Thursday, August 23, 2012

Getting to Amsterdam, Beijing and New York City

After much consternation and hand wringing, it seems that a majority of New York City residents have come to terms with the expansion of bicycle lanes in New York City according to this recent poll. What is interesting about the results is that people don't necessarily see them as good for themselves but see it as good for the city or for people they know and seem to see it as a balance argument that we need to support many forms of transportation and it is good for public health. This got me thinking, what would it take to get to a bicycling norm and I reflected on my past world travels and it brought to mind two very different places.

The first is Amsterdam in the Netherlands which is an incredibly bicycle friendly city. If you visit during the spring, summer or fall you will see a huge number of bicyclists getting around. Bicycles there are cheap and functional, and mostly stolen. It may be apocryphal but supposedly the average bike has been stolen five times in Amsterdam, so it effect it has become a de facto community bike sharing program. Though apparently they have to dredge the canals periodically of the bikes thrown in there. Regardless of the set backs, bicycles have a primary role despite a weather situation similar to New York City. It has persisted as well.

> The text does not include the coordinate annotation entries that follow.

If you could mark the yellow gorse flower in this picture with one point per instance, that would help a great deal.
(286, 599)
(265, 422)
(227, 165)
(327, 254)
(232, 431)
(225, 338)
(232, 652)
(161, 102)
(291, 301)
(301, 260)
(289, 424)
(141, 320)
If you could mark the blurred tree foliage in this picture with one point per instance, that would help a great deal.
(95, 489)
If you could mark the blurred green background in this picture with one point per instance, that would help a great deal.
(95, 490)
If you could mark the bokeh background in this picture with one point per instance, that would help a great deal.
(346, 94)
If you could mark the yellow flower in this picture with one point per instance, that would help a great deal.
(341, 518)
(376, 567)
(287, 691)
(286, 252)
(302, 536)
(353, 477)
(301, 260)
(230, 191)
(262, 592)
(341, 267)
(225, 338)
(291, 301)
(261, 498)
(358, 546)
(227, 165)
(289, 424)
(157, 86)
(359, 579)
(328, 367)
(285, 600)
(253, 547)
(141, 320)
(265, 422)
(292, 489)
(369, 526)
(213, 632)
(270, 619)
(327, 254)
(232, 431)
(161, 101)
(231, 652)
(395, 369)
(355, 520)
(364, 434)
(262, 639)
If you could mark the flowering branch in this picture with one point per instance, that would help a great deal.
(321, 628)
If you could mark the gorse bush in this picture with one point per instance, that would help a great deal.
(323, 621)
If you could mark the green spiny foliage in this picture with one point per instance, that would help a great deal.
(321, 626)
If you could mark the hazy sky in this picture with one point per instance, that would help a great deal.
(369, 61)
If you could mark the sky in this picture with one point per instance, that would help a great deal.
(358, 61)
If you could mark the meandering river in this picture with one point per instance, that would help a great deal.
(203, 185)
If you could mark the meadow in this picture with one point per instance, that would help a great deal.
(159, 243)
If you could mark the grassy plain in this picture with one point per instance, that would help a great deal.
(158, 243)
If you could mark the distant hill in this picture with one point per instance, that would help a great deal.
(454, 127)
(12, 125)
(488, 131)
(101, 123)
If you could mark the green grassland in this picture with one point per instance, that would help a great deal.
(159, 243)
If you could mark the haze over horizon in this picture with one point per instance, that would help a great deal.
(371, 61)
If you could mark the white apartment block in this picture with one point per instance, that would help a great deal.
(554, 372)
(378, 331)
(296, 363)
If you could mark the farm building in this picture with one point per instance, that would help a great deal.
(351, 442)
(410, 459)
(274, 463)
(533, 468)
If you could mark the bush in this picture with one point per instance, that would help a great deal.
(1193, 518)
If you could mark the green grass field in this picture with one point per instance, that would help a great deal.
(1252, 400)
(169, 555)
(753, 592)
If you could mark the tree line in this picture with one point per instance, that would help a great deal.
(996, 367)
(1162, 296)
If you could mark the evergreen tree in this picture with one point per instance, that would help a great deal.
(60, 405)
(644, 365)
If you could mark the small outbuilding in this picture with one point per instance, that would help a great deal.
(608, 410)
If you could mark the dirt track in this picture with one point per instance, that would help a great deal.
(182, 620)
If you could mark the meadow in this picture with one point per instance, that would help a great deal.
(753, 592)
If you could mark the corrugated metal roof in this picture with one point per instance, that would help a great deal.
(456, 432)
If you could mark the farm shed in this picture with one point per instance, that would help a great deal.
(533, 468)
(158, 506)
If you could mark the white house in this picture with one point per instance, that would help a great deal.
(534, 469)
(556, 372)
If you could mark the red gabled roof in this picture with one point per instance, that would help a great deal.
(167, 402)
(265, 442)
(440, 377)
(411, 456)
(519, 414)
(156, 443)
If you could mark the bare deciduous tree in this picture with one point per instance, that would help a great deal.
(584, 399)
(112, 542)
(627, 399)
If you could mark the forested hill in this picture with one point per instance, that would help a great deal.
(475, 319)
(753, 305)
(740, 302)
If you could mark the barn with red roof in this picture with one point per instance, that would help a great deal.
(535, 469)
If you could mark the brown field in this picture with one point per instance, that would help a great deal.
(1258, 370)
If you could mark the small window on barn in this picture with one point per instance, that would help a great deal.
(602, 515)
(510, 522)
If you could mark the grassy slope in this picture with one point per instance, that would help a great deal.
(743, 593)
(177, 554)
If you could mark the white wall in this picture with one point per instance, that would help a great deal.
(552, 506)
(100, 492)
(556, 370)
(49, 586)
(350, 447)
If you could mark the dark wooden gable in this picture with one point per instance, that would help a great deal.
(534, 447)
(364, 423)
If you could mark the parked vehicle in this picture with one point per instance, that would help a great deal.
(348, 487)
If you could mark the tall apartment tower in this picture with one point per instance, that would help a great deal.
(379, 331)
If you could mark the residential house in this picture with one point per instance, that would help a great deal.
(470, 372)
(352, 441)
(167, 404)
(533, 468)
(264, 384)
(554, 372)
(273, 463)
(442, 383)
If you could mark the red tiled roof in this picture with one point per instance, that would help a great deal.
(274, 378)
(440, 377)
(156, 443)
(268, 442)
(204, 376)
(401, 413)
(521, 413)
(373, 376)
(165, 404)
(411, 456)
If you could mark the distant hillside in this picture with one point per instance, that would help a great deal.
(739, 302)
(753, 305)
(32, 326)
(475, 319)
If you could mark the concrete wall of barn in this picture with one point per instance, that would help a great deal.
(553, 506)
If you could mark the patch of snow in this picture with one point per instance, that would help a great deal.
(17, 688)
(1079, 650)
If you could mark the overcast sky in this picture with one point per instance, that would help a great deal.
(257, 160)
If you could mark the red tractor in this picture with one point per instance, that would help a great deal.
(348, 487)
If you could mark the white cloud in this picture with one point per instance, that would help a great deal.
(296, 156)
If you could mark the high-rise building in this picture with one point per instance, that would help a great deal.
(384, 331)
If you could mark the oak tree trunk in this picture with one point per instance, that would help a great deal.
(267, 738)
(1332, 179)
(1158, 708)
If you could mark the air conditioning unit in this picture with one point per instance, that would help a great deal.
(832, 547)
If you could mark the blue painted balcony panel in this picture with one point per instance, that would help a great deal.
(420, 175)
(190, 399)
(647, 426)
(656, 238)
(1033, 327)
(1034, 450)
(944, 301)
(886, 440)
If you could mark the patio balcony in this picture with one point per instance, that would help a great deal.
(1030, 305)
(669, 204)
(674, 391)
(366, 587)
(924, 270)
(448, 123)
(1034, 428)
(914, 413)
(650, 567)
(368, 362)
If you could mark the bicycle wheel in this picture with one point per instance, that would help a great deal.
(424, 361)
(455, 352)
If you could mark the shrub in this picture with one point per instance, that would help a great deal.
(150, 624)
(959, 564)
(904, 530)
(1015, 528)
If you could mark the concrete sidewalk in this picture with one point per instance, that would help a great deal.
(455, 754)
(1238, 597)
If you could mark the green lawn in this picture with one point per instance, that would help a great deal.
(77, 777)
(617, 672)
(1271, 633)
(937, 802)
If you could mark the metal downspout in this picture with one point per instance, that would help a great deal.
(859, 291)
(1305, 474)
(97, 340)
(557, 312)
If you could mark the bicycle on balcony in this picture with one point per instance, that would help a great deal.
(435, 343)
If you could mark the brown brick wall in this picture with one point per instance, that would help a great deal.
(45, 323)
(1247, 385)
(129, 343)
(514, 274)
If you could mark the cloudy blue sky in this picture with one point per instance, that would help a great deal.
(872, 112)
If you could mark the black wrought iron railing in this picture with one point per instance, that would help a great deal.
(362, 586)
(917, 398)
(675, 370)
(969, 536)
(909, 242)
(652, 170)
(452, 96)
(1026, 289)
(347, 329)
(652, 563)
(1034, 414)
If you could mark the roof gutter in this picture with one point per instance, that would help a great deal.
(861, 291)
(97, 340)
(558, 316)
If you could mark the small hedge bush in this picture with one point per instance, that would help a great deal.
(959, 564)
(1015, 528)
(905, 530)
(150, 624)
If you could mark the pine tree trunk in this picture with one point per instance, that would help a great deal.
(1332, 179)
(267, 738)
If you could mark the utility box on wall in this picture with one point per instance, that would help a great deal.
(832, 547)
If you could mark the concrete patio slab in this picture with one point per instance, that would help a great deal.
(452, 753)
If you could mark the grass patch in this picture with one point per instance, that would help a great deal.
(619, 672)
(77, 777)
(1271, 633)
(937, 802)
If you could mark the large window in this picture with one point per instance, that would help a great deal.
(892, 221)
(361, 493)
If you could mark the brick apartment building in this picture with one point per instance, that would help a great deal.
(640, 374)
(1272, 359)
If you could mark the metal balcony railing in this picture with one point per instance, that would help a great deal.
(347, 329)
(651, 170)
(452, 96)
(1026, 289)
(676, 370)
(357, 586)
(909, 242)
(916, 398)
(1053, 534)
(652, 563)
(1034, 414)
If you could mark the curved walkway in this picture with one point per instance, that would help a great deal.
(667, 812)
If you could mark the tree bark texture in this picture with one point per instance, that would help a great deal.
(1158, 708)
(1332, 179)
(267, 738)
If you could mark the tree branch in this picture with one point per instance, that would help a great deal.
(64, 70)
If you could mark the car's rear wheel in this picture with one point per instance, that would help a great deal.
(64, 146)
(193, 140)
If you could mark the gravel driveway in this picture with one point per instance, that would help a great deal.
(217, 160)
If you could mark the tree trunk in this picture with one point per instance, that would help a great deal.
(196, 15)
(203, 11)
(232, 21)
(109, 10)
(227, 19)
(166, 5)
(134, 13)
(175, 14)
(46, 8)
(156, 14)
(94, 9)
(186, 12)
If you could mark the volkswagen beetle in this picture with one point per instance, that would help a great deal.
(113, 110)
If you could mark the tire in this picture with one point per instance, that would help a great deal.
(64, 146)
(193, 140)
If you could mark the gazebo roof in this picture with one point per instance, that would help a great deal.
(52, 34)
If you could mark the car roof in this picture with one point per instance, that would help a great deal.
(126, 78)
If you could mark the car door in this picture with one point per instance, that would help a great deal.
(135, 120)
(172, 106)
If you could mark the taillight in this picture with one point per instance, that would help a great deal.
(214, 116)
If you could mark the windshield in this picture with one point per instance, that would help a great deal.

Another city in my past travels has been Beijing, China. When I went there for the first time in the late 1990s, bicycles were a dominant form of transportation. The legendary "Flying Pigeon" Ruled the road. There were lots of bike thoroughfares connecting the different rings. Ten years later the car has become the dominant form of transportation and bicycles are relegated to the poor and to the "recreational" (that's a joke). Modernization, status seeking and decrease in cost of cars has led to this change in transportation mode.

New York City isn't quite Beijing, but it's not Amsterdam. The question is will policy be sufficient to change the mix of transport. What is the tipping point that leads to Beijing or Amsterdam. The next couple of years in NYC will be interesting to see how it plays out. I am optimistic, the transformation of Times Square to more of a square shows change is possible.